4 thoughts on “One Hundred Companies That Can Take Themselves Private”

  1. I saw this article first in Seeking Alpha and posted the following comment there — by the way, if this interests you, I have more thinking along these lines (from the perspective of someone in the communications business for aboutd 40 years) at http://www.deathoftime.com, my blog —

    Great observation. Furthermore, as someone who works closely with CEOs, often on issues related to being public companies, I often hear that the attraction of not dealing with being a public company is very compelling. But I think the low cost of going private will be only one attraction. I also think that the economic and political environment will create an environment for numerous fundamental changes in many industries. A lot of game-changing rules are likely to be proposed in healthcare, environment, financial services, the list will not stop at the obvious. Issues of valuation and trying to make credible projections will be extremely difficult and maybe irrelevant if you don’t know how the industry might change a year from now. The attractiveness of being private while that is happening will become even more compelling. Interesting prospect ….

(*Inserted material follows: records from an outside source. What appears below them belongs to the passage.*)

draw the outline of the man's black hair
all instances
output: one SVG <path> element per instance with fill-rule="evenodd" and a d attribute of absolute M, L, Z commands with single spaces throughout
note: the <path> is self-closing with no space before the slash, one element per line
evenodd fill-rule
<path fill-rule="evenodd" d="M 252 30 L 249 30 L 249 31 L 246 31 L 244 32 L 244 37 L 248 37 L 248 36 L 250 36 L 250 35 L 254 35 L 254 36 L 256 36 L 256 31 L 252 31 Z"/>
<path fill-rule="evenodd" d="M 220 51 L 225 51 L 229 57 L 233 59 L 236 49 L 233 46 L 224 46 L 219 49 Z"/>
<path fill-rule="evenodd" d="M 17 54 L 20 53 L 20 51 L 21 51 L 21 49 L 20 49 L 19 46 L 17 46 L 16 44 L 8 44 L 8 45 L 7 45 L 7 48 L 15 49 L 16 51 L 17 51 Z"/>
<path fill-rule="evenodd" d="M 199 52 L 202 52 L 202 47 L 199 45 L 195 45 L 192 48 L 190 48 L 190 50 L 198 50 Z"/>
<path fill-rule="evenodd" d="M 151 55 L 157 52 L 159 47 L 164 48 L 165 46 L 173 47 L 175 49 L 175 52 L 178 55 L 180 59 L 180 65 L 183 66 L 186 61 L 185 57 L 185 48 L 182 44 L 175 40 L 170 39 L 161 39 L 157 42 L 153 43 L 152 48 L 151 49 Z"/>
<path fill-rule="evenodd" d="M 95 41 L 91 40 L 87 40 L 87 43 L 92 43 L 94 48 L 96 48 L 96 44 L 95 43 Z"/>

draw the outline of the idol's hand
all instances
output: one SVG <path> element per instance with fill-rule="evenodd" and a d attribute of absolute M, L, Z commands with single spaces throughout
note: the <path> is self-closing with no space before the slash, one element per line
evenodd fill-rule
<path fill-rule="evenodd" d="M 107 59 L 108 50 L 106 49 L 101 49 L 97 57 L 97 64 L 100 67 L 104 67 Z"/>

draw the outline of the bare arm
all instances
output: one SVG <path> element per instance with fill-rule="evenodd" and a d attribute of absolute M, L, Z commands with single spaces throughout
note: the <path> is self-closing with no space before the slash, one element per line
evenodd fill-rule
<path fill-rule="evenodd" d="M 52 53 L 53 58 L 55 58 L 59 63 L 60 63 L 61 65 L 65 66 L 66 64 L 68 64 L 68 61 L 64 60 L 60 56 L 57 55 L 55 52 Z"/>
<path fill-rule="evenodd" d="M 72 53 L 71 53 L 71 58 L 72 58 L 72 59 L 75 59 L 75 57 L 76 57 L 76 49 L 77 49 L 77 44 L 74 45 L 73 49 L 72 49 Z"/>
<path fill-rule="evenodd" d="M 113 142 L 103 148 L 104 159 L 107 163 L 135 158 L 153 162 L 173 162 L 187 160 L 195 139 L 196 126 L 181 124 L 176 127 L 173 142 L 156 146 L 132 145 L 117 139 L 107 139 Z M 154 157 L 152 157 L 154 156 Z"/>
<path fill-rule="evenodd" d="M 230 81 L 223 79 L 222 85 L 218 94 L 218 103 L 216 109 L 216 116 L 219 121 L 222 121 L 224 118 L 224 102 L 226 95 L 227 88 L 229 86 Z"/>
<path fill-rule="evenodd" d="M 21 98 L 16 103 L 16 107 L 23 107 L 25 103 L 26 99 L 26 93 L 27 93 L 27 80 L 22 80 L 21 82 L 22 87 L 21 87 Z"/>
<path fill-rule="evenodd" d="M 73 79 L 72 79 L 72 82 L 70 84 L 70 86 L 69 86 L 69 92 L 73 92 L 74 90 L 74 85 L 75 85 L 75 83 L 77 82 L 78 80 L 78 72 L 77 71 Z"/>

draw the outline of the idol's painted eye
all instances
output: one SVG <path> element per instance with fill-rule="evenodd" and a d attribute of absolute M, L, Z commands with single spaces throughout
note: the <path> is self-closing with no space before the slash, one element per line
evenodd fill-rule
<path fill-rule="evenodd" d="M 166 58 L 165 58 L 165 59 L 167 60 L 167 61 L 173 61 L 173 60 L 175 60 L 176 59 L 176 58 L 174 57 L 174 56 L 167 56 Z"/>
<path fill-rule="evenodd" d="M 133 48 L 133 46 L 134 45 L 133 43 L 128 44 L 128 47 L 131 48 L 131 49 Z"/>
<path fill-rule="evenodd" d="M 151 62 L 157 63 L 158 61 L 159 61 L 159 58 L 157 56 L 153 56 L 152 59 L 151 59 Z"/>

  2. Interesting list. At what premium to current market prices do you assume the LBO/MBO would bid?

  3. This is one of the best pieces I have seen on how gov tries to manipulate markets and minds!
    I was aware of M.A.’s work since first published and also followed subsequent events from different angles. Thanks. for publishing it, perhaps it will inspire readers to think for themselves rather than submitting themselves the numbing of the masses by TV and the media.

    I, for one, have done cycle-studies, partly inspired by Marty’s work mixing it with my own observations. It is quite clear to me that we move in astonishingly precise cycles, not for day traders of course, but more along the lines of multi-decade type of sequences. I vary slightly from M.A in detail, but there is a reason why the markets turned in Oct. of 07 and it will be a long road down. GVT efforts will be futile in the end and the may round the edges a bit, but that will be it.
    So all we are seeing now is a lot of noise by DC to make us believe they have control, for if the public would find ot they don’t, they would run for the exits…

    On detail: I found the Buffet/Silver story particularly disturbing and I remember following it at the time it happened. So is it any co-incidence that “Mr. Nice” who looks like your next door neigbor and is the poster-boy of US capitalism driving a Ford truck, so everyone can associate with him and the “American Dream”, comes out at a critical juncture of the stock indices and tells the people “I bought American stocks” for his “personal account”. Statements like that, made public,
    seem to be made very opportunistically and in the overall picture seem to be reminiscent of similar calls being made by JP Morgan in late 1929 early ’30 just before the markets went into the abyss.

    Taking in all of Mart’s musings it appears IMHO that the old slogan “buyers beware” has not lost its validity.